A combination of inclusive disjunctive and maybe information is open information. An open value indicates that an attribute of a particular tuple is under the open world assumption (Gottlob & Zicari, 1988). The attribute value may not exist, could be exactly one value, or could be many values. For example, in the employee database an open value could be used for Jill's previous employment history. This value means that Jill possibly had previous employment (this could be Jill's first job), Jill might have had one previous job, or Jill might have been employed many times previously. The open value covers all these possibilities.

A no information value is a combination of an open value and an unknown value (Zaniolo, 1984). The no information value restricts an open value to resemble an unknown value. A no information value might not exist, but if it does, then it is a single value that is unknown, rather than possibly many values.

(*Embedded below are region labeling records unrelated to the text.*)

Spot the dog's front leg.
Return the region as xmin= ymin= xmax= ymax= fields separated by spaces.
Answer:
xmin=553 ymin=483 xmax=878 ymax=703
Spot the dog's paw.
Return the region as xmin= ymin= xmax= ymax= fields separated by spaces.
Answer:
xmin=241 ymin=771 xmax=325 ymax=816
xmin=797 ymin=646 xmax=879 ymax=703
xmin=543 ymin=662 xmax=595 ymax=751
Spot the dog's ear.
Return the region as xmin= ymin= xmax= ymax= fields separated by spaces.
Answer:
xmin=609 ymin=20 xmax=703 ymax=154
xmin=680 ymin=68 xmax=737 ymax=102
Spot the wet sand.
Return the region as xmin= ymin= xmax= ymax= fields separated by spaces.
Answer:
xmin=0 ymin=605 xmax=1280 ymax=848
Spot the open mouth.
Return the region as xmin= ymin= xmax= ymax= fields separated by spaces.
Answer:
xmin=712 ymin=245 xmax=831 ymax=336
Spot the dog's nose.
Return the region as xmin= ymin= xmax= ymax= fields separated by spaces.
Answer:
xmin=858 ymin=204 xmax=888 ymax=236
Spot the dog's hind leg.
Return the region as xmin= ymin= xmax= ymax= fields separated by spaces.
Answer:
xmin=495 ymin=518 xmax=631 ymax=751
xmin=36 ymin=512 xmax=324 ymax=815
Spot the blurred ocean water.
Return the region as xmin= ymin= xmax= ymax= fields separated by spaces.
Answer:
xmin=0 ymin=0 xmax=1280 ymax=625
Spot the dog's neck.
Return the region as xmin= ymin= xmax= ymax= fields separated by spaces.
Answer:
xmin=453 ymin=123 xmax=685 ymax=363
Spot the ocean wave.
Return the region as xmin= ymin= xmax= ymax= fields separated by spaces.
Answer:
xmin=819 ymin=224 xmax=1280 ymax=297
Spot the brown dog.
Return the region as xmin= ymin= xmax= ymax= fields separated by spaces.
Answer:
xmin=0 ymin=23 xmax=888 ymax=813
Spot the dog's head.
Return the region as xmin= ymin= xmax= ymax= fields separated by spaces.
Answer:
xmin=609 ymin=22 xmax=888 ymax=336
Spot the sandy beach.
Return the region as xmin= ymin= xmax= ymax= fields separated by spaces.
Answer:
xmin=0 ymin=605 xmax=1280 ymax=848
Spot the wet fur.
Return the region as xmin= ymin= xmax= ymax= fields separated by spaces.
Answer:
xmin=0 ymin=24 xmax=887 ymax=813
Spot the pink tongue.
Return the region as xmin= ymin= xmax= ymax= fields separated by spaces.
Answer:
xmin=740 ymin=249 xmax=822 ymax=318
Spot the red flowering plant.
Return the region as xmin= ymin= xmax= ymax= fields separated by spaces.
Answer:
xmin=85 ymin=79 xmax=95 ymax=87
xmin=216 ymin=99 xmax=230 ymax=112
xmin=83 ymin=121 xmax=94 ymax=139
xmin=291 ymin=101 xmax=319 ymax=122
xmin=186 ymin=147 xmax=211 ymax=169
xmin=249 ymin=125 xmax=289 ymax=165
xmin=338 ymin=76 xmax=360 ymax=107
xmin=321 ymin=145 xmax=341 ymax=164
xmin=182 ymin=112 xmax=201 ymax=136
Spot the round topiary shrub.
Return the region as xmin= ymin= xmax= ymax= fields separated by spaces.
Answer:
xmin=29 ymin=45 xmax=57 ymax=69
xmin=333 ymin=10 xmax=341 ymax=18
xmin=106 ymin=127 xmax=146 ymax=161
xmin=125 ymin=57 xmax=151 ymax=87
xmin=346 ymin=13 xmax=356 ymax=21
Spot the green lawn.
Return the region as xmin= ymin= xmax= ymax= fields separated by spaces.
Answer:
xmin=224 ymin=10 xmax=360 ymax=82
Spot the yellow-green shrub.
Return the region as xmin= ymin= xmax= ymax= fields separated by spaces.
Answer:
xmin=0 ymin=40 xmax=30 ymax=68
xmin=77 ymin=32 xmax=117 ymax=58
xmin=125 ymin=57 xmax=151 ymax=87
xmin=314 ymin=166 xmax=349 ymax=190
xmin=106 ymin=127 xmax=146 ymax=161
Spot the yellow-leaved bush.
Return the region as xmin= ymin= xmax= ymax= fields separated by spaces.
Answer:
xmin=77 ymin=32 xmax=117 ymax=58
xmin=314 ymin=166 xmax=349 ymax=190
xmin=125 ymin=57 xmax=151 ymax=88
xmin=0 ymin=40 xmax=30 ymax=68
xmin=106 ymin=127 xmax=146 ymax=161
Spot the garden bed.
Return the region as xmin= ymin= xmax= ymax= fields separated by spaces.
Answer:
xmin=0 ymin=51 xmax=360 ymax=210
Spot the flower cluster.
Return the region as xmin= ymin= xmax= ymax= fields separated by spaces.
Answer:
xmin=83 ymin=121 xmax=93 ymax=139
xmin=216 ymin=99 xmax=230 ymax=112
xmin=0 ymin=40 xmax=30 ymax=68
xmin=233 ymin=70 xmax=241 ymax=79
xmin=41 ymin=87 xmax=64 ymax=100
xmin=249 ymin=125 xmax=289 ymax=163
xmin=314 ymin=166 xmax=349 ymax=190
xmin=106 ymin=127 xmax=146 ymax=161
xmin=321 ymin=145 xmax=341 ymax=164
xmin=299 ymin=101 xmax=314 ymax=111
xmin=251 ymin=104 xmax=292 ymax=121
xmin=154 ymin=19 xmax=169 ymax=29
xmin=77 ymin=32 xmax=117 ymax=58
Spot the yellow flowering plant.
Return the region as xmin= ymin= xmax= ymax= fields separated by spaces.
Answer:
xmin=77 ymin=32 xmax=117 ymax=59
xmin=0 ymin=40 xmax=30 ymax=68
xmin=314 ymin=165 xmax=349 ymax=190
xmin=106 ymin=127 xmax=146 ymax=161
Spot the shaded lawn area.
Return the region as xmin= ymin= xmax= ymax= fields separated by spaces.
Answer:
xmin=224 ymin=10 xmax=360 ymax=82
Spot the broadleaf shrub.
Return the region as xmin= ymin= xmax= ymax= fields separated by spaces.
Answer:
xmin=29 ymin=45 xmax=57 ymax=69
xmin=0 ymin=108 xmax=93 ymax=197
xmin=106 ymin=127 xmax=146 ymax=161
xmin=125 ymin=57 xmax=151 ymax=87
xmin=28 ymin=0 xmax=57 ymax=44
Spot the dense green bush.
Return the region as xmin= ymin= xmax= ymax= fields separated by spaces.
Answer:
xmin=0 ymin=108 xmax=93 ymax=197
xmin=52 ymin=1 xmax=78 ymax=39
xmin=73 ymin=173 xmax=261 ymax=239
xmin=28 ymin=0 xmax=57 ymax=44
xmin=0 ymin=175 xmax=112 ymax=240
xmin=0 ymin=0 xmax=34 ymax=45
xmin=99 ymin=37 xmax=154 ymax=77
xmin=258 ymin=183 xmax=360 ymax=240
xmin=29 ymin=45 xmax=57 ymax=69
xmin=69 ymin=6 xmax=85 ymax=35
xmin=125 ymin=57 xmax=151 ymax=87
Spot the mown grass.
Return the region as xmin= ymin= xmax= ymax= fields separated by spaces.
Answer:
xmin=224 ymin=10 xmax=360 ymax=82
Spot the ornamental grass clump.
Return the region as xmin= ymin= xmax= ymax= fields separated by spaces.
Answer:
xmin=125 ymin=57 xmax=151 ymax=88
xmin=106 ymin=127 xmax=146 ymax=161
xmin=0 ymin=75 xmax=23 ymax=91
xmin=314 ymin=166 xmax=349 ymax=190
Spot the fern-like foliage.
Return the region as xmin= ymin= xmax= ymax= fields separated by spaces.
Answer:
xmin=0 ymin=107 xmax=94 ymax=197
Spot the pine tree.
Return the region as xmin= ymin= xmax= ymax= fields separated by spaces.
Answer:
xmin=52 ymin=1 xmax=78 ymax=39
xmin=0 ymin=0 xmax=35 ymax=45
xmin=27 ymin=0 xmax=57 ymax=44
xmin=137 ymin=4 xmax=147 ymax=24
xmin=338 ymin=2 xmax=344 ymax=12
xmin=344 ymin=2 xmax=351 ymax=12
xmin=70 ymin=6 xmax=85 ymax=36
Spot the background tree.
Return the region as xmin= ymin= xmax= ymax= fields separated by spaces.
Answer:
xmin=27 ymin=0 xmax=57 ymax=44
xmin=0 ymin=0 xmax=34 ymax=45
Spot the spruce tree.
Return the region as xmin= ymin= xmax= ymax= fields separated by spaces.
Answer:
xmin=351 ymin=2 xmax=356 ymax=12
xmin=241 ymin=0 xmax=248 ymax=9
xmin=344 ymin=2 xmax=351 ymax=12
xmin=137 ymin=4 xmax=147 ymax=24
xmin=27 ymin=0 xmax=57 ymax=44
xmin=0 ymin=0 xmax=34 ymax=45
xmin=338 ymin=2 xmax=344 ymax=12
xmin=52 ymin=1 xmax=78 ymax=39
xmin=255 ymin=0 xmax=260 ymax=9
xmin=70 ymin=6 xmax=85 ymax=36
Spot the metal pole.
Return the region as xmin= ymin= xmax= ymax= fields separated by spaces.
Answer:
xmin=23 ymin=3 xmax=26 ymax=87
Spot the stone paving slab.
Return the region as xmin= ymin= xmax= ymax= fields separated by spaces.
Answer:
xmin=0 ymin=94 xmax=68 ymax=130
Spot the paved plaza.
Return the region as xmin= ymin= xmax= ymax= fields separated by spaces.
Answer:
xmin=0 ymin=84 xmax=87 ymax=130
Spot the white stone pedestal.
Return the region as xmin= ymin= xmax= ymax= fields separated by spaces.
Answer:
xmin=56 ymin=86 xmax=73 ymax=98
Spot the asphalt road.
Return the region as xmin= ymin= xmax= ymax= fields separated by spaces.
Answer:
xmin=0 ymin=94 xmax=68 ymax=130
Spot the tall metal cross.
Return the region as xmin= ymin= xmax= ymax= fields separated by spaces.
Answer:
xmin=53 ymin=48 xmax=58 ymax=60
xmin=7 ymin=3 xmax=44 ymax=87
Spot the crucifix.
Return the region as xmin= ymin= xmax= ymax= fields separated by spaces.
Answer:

A generalization of open information is possible information (Lipski, 1979). Possible information is an attribute value that has an undetermined existence. If it does exist, it could be multiple values from a subset of the attribute domain. For example, in an employee database, an employee's previous employment history could be narrowed to possibly two companies; she could have worked for both companies, only one, or neither. A special case of a possible attribute value is an open value (the subset is the domain itself). Another special case is a maybe value (the subset is a singleton set).

Probabilistic Values

A probabilistic value is a generalization of an exclusive disjunctive value. A probabilistic value is a set of alternatives, where each alternative has an associated probability that it is the attribute value (Barbará et al., 1992; Cavallo & Pittarelli, 1987). For example, in a grocery database, assume that we do not know the fat content of Spam exactly, but are 70% sure it is 50 grams and 30% sure that it is 45 grams. The fat content is a probabilistic data value; the value exists, it is a value from a known subset of the attribute domain, it is exactly one value, and we know that some alternatives are more likely than others. In some models, one of the members of the set of alternatives could be an unknown value, in which case the associated probability is distributed uniformly over the elements in the domain (Barbará et al., 1992). In other models the probability is at the tuple-level, indicating the likelihood that the tuple is a member of a relation (Gelenbe & Hebrail, 1986).

Possibilistic Values

Another variety of weighted incomplete information is a possibilistic or fuzzy set value. A possibilistic value is similar to a possible value. A fuzzy set is a set of possibilities. Each possibility is a maybe value, that is, it may belong to the set or it might not (Zadeh, 1989). The possibility that it does belong is given by a membership function (also known as the degree of membership). The degree is a value between 0 and 1 (inclusive). A fuzzy set can be an attribute value.